Pelo direito dos cães
Brasilienses cobram a livre circulação dos animais de estimação em todos os locais da cidade. Para eles, quem deve ser punido é o dono mal-educado
Em Brasília, os proprietários de pets lutam para ser acompanhados por eles onde quer que estejam. Seja em shoppings, restaurantes, parques, seja à beira do Lago Paranoá. E ai de quem cogita cercear a liberdade de seus companheiros. Em maio, cerca de 500 pessoas participaram da Cãominhada do Parque da Cidade para protestar contra o projeto de lei que previa o uso obrigatório de focinheiras mesmo para raças de pequeno porte. O texto, vetado pelo governador Agnelo Queiroz, também impedia o ingresso de cachorros a áreas de lazer e provocou um rebuliço nas redes sociais. Uma enquete no site do Correio Braziliense mostrou que a cidade é favorável à liberdade dos peludos: apenas 28% da população querem vê-los longe das áreas públicas.

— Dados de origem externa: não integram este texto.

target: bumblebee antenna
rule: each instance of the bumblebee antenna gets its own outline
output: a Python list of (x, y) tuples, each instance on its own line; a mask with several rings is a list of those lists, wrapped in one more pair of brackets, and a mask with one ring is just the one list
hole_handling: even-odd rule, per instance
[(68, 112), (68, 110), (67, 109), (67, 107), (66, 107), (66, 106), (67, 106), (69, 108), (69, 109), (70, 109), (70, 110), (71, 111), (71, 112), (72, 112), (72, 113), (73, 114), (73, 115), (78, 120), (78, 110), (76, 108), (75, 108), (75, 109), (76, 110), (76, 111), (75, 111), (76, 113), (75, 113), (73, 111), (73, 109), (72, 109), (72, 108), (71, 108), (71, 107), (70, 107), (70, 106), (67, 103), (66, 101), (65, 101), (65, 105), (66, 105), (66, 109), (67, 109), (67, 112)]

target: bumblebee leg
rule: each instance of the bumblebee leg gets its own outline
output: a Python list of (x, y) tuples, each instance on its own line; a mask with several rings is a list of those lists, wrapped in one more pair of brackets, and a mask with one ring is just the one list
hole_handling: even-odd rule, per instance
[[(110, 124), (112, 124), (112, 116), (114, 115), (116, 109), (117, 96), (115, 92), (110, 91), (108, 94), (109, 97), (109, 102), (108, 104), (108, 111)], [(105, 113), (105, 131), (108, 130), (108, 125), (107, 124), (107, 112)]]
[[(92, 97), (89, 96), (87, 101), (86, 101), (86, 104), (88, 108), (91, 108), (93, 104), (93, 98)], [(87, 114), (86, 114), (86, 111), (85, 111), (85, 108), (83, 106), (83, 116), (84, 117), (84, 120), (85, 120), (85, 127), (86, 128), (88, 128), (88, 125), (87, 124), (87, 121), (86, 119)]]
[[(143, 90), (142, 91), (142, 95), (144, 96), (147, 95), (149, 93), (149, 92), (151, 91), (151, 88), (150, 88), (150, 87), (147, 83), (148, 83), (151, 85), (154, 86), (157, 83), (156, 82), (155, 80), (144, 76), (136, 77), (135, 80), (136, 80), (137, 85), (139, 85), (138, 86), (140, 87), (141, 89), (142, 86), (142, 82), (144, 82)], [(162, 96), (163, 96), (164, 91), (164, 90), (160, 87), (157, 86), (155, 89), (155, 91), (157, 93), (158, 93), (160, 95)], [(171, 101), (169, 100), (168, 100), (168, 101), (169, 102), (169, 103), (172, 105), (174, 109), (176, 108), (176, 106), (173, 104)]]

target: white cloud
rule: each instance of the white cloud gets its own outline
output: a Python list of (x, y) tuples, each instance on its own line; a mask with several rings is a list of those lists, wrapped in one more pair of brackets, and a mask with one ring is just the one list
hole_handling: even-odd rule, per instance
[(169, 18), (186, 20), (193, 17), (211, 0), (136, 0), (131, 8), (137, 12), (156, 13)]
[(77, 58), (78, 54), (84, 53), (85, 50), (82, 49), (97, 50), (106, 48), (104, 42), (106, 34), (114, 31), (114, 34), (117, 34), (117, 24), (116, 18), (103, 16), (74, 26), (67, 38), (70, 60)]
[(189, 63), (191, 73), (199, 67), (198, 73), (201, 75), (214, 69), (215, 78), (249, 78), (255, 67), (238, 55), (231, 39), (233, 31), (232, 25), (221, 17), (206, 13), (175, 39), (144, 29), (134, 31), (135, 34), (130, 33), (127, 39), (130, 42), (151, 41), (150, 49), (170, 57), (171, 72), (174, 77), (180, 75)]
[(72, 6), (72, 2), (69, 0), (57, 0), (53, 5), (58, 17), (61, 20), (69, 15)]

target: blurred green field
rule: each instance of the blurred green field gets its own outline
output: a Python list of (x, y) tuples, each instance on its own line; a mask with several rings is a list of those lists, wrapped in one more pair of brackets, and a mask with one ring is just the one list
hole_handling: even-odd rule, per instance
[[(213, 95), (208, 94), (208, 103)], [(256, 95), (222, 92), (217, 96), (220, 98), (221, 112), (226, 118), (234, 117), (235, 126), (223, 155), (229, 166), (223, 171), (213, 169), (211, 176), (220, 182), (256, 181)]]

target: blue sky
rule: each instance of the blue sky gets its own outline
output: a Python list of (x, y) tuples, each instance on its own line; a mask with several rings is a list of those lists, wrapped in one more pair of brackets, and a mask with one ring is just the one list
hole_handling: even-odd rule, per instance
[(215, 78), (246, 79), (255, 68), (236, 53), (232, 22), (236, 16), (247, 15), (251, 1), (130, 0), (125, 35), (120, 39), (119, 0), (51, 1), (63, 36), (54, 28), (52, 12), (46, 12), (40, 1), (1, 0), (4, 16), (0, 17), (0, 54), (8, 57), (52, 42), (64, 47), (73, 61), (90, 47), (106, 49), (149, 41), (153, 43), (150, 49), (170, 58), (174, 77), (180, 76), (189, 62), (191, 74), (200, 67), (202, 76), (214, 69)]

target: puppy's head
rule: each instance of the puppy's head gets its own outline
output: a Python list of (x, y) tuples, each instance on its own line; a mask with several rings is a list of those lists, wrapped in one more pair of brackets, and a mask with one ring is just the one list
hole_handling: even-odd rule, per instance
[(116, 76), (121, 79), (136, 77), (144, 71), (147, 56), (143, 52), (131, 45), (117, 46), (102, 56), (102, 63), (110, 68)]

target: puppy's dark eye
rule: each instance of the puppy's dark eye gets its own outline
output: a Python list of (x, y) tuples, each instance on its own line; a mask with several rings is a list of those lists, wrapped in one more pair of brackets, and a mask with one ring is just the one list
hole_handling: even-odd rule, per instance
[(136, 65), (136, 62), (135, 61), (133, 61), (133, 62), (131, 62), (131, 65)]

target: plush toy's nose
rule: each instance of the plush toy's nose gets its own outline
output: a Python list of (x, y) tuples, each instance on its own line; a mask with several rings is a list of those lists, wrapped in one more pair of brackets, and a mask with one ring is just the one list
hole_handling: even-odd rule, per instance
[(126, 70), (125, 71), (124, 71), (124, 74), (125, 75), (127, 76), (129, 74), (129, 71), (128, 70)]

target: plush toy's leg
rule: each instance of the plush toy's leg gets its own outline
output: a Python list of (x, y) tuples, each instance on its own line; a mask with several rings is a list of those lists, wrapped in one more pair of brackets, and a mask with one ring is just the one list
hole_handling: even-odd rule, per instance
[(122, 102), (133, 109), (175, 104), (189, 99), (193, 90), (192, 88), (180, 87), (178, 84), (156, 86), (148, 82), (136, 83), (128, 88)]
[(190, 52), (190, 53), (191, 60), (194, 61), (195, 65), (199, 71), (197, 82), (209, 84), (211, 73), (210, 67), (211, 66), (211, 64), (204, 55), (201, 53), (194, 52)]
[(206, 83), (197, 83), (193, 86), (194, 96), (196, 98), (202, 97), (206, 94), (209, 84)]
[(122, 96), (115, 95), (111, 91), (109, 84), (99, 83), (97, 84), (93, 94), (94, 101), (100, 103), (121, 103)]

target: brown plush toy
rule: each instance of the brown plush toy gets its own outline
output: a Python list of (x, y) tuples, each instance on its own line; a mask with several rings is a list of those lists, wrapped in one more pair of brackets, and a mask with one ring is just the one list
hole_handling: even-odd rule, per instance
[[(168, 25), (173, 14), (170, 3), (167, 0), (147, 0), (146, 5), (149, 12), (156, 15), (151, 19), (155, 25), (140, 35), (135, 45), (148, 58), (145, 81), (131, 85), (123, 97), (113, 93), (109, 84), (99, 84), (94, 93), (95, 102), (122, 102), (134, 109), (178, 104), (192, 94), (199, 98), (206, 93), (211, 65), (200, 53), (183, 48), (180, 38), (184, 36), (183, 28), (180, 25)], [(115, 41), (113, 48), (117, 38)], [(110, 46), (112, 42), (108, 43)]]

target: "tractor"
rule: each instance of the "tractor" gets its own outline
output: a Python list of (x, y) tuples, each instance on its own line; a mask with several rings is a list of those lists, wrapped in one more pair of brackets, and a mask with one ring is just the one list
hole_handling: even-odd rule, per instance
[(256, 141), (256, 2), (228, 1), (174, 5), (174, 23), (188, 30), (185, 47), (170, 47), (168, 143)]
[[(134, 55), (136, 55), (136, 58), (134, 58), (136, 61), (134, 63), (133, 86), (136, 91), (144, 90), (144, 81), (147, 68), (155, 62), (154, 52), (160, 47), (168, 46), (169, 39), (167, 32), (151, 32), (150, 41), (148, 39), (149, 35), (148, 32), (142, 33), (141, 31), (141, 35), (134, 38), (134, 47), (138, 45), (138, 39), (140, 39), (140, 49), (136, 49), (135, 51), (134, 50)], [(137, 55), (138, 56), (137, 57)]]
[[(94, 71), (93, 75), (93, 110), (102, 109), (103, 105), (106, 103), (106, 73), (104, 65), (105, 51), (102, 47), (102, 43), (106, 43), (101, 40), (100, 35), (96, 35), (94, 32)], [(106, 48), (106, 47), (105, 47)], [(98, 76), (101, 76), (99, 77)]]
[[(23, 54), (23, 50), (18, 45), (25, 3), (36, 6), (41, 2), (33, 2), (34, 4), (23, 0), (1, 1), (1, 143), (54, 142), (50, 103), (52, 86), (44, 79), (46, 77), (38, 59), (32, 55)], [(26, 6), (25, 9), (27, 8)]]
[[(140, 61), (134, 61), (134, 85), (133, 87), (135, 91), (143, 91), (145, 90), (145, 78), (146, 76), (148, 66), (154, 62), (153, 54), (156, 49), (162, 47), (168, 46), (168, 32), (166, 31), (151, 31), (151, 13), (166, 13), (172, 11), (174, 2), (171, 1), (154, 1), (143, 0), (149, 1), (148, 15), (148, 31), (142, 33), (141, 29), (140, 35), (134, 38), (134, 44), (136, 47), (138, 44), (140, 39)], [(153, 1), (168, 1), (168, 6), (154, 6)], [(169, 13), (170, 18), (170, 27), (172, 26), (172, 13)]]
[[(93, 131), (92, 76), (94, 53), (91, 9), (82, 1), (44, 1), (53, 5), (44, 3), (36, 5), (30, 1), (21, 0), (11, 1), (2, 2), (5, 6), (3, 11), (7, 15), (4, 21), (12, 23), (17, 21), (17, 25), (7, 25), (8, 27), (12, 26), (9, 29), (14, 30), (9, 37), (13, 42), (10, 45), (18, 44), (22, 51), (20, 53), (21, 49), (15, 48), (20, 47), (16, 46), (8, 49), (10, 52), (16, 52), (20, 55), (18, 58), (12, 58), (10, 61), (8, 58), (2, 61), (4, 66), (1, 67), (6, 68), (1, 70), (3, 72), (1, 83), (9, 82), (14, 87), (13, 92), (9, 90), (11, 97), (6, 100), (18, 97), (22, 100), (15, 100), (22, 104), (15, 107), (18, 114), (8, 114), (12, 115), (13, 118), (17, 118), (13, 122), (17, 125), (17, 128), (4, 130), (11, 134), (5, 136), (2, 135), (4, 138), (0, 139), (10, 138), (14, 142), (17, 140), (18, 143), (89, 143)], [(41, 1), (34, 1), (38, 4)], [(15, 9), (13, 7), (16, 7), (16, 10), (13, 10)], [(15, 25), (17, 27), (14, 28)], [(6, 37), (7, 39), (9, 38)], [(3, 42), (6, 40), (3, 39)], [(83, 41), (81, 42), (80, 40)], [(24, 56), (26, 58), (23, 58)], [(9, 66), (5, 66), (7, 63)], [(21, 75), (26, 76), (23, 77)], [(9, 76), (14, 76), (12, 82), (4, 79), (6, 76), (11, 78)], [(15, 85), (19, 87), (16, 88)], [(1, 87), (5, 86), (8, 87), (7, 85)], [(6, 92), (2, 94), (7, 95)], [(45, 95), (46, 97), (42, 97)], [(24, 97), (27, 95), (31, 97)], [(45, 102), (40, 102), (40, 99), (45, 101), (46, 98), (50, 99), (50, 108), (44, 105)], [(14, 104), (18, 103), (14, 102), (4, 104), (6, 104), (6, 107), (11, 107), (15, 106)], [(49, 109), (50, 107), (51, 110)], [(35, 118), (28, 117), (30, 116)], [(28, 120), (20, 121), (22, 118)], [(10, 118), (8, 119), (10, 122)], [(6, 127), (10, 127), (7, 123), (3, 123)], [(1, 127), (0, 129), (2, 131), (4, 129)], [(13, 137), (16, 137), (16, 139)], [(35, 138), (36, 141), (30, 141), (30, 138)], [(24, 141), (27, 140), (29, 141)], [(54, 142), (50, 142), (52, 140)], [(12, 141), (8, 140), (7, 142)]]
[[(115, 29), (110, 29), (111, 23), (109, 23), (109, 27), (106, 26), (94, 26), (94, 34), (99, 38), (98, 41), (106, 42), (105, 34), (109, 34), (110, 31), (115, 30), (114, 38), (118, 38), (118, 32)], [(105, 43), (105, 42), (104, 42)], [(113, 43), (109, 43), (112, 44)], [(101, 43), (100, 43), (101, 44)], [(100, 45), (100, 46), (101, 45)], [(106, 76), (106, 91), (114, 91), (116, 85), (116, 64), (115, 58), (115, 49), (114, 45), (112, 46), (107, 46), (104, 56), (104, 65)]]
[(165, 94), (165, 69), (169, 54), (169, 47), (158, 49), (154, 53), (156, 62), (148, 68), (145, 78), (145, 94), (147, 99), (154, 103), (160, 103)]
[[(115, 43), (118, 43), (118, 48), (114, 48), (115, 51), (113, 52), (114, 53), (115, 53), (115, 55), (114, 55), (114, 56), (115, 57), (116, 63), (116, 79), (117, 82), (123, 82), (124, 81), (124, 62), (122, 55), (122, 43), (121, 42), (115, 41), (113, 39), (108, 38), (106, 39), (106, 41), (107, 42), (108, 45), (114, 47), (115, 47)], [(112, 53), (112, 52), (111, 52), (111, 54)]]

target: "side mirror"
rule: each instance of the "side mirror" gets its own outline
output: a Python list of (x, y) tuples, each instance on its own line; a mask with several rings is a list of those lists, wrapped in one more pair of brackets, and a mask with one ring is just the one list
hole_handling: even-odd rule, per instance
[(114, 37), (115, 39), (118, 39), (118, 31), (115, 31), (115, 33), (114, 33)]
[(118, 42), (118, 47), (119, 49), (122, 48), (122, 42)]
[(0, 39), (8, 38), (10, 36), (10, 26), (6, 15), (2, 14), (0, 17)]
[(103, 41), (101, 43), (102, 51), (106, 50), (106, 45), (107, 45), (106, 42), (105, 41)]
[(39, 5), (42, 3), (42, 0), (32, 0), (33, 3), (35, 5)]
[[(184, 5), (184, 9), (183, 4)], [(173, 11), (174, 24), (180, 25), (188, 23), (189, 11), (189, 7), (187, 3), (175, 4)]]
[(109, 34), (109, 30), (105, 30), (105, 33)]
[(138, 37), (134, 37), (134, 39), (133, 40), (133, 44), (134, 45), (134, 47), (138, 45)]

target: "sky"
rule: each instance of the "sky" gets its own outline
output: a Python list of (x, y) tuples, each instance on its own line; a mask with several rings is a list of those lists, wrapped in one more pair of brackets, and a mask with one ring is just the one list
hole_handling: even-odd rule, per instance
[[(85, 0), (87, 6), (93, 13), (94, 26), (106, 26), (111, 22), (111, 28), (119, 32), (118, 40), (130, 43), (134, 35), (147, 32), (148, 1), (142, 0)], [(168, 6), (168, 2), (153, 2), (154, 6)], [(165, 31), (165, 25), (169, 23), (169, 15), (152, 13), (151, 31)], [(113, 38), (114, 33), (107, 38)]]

A cadelinha não só parece acostumada, como dá sinais de que aprova muito o sucesso que faz. Assim que alguém se aproxima, Chanel fica na ponta das patas e balança o rabinho, toda animada. “Ela é uma exibida”, brinca Marise. A publicitária nunca ouviu comentários contrários à presença de Chanel em áreas pouco frequentadas por pets. “Pelo contrário, as pessoas são sempre muito simpáticas”, garante. No dia das fotos para Encontro Brasília, Chanel foi a um café e, em vez de olhares tortos, ganhou muitos beijos das funcionárias, encantadas com o charme da cachorrinha.
Nem sempre, porém, os pets despertam a simpatia de todos. Para o empresário do ramo pet Alexandre Sepúlveda Verlage Vazquez, é uma questão cultural. “Muita gente critica sem conhecimento. Esse projeto de lei mesmo não tinha nenhum embasamento, foi feito por quem não sabe nada de cachorro”, opina. Ele e a noiva são “pais” de cinco cães de grande porte – quatro goldens retriever e uma labradora –, que costumam acompanhá-los pela cidade. Os peludos vão ao parque, à Ermida Dom Bosco, à Península dos Ministros... Há poucos dias, um deles foi com Alexandre a uma loja de material de construção. “Ele tem direito de ajudar a escolher, a casa vai ser dele também”, brinca o empresário.
Para Alexandre, com o tempo, as pessoas vão se acostumar à presença canina em todos os lugares, como acontece no exterior. Ele conta que, na Europa e nos Estados Unidos, vê os peludos acompanharem os donos no dia a dia, sem serem incomodados. “Lá fora, eles são mais respeitados. Em Orlando, viu um cachorro entrar com a dona no McDonalds e ninguém se incomodou”, recorda. Para Alexandre, muito do preconceito que ainda se tem com os cachorros é por causa da falta de educação de alguns proprietários. “Se você tem um cachorro agressivo, não deve levar ao parque. Se o cachorro sujar, tem de limpar. É o dono que tem de ser responsável”, afirma.
A gestora educacional Maria Auxiliadora de Oliveira Martins concorda com Alexandre e acha que os animais não podem ser punidos pela irresponsabilidade de alguns donos. “Assim como os seres humanos, os cachorros têm direito de passear, de transitar por todo lugar”, defende. Dona de um sexteto de shih-tzus, ela acredita que, no Brasil, há restrição demais à presença dos peludos, o que considera um preconceito. Contudo, Bela, Bob, Duque, Lady, Will e Gaia jamais foram discriminados em seus passeios. “Pelo contrário, eles só ganham elogios”, conta.
Bruno tem um casal de golden retrievers e faz questão da presença da dupla onde quer que vá. Quando o servidor viaja, leva os dois, que se hospedam com ele em hotéis. Em Brasília, os companheiros vão até a restaurantes. “Se o gerente não aceita, não volto mais lá”, conta. “Se for parar para pensar, cada vez mais os animais fazem parte da família do brasileiro”, lembra Bruno.
Ainda não se sabe quantos moram em casas e apartamentos, uma dúvida que será sanada pelo Instituto Brasileiro de Geografia e Estatística (IBGE): os animais domésticos passarão a ser incluídos nos levantamentos oficiais. Mas os dados da Associação Brasileira da Indústria de Produtos para Animais de Estimação indicam que Bruno está certo: o faturamento desse mercado aumentou 8,1% de 2012 para 2013, colocando o Brasil em segundo lugar mundial no ranking de consumo de produtos para os pets.